Automatisierung der Unterrichtsvorbereitung für Lehrer
Doch es gibt trotz der Probleme gute Gründe, die für die Verwendung von Chatbots im Unterricht sprechen. So können Schüler jederzeit und überall auf Informationen zugreifen und ihr Lernen individualisieren. Doch auch Lehrerinnen und Lehrer können von der Technologie profitieren, wenn sie Teile des Unterrichts automatisieren und mehr Zeit für die kreative Ausarbeitung des Unterrichtsinhalts haben.
„Ich kann ChatGPT zum Beispiel auftragen: Schreibe 200 Wörter über die 16 deutschen Bundesländer. Das wird fünf Sekunden dauern. Dann: Nun stelle fünf Fragen, die auf diesem Text basieren. Oder: Erstelle Rubriken mit den Antworten für Noten von eins bis sechs. Ich kann auch den Befehl geben: Mach eine Liste aller Nomen oder schwierigen Wörter für die Jahrgangsstufe neun, in der Schüler seit zwei Jahren Deutsch lernen und verbinde das mit den Lernzielen des australischen Curriculums für Deutsch”, sagt Smala.
Datenschutz- und Urheberrechtsbedenken
Mit der Einführung der Chatbots im Bildungswesen könnten jedoch einige Berufe in Zukunft überflüssig werden. Tutoren und Nachhilfelehrer könnten durch die Technologie ersetzt werden. Auch Bibliothekare könnten durch Chatbots ersetzt werden, die Fragen zu Recherchen und Quellen beantworten.

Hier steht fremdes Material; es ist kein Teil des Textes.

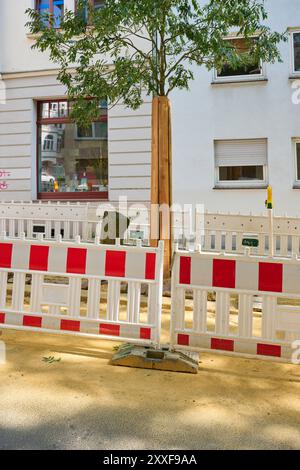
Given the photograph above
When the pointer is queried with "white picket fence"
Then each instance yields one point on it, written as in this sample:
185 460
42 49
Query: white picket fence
41 289
204 275
56 271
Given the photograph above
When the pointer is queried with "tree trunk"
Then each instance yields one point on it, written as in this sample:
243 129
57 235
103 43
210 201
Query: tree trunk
161 177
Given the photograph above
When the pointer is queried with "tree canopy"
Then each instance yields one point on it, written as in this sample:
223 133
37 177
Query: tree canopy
133 46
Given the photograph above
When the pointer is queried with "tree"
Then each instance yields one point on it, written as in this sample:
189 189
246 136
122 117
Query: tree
133 46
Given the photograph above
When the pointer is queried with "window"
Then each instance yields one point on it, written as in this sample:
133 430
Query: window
53 9
241 163
297 156
72 161
252 69
296 52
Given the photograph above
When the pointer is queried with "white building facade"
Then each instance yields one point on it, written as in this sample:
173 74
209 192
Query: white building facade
234 132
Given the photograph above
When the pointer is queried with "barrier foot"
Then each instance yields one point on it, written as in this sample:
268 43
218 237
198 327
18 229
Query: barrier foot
146 357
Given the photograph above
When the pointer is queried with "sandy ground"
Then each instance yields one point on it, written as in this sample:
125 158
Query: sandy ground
82 402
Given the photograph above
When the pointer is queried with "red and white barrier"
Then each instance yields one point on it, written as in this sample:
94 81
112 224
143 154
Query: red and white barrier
246 276
73 262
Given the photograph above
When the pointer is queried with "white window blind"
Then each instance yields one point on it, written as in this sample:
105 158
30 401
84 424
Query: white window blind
246 152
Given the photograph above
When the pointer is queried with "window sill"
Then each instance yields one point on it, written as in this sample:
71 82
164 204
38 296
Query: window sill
264 186
239 81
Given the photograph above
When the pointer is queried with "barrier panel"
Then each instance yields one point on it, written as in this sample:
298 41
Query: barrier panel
235 277
55 272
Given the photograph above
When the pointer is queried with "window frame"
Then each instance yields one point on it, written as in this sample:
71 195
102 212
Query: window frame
51 9
240 184
76 196
295 73
240 78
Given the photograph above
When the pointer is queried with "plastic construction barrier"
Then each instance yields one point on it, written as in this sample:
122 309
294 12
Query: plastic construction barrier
205 274
54 272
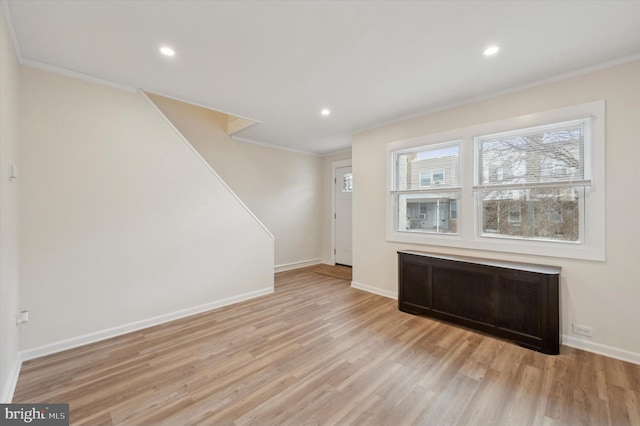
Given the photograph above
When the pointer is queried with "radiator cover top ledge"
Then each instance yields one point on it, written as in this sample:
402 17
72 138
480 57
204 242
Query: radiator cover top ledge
512 300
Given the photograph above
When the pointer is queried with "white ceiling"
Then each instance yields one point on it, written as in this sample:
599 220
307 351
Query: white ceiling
281 62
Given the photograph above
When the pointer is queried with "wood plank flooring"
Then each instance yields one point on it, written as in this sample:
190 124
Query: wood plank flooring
317 352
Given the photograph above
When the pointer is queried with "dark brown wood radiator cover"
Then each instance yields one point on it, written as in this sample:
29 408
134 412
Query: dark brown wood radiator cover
516 301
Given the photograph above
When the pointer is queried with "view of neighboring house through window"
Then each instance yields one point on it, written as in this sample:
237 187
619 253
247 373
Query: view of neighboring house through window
536 189
426 189
531 181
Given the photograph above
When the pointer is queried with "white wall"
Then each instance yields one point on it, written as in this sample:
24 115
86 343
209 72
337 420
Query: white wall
9 86
123 224
283 188
602 295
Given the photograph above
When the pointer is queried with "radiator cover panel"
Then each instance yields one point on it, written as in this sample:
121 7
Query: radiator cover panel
512 300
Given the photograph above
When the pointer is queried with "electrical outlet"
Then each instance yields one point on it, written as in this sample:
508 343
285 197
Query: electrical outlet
582 329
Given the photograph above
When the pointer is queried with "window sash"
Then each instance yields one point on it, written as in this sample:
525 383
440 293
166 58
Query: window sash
555 154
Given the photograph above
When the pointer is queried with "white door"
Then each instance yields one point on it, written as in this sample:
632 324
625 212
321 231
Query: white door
343 190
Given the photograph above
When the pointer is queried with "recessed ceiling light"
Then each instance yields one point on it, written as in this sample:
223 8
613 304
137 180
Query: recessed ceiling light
167 51
491 50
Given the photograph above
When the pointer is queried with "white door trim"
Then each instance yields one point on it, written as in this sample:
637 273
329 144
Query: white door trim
335 165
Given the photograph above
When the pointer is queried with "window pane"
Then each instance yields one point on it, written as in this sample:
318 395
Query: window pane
547 214
540 154
433 213
426 168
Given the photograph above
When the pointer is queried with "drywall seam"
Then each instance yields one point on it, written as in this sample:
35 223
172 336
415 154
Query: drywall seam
7 393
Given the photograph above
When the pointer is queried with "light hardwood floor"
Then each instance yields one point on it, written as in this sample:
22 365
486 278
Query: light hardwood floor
319 352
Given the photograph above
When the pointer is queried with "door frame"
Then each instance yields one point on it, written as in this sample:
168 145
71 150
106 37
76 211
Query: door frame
334 166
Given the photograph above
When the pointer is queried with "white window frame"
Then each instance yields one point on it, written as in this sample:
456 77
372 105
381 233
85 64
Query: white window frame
426 189
592 245
424 173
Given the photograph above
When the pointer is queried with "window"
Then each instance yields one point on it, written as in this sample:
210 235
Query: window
535 179
431 177
504 186
423 196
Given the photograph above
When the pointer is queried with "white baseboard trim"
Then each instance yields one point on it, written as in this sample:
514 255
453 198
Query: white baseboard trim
296 265
374 290
598 348
7 393
86 339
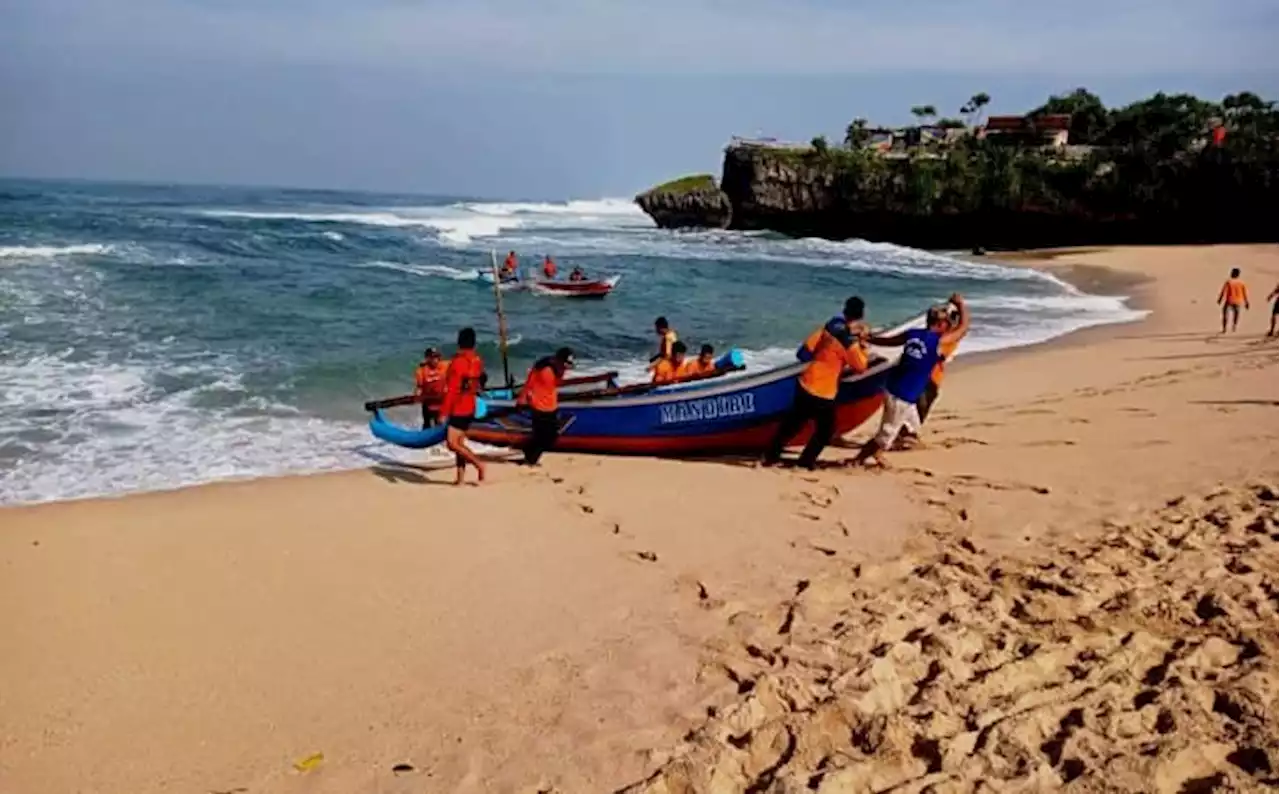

Andererseits werden neue Berufe und Branchen entstehen. Die Entwicklung, Programmierung und Wartung von Chatbots erfordert spezialisierte Fähigkeiten und Kenntnisse, die eine neue Art von Arbeitsplätzen schaffen. Darüber hinaus werden Unternehmen, die Chatbots im Bildungsbereich einsetzen, einen Boom erleben und eine führende Rolle in der Branche einnehmen.
Chatbots im Bildungswesen: ein umstrittenes Thema
Insgesamt ist die Verwendung von Chatbots im Bildungswesen ein umstrittenes Thema, das noch viele unbeantwortete Fragen aufwirft. Während einige Schulen und Universitäten die Technologie nutzen, um den Unterricht zu verbessern, bleiben andere skeptisch und verbieten ihre Verwendung. Es bleibt abzuwarten, wie sich die Technologie entwickelt und wie sich die Einstellungen der Menschen zu ihr verändern werden.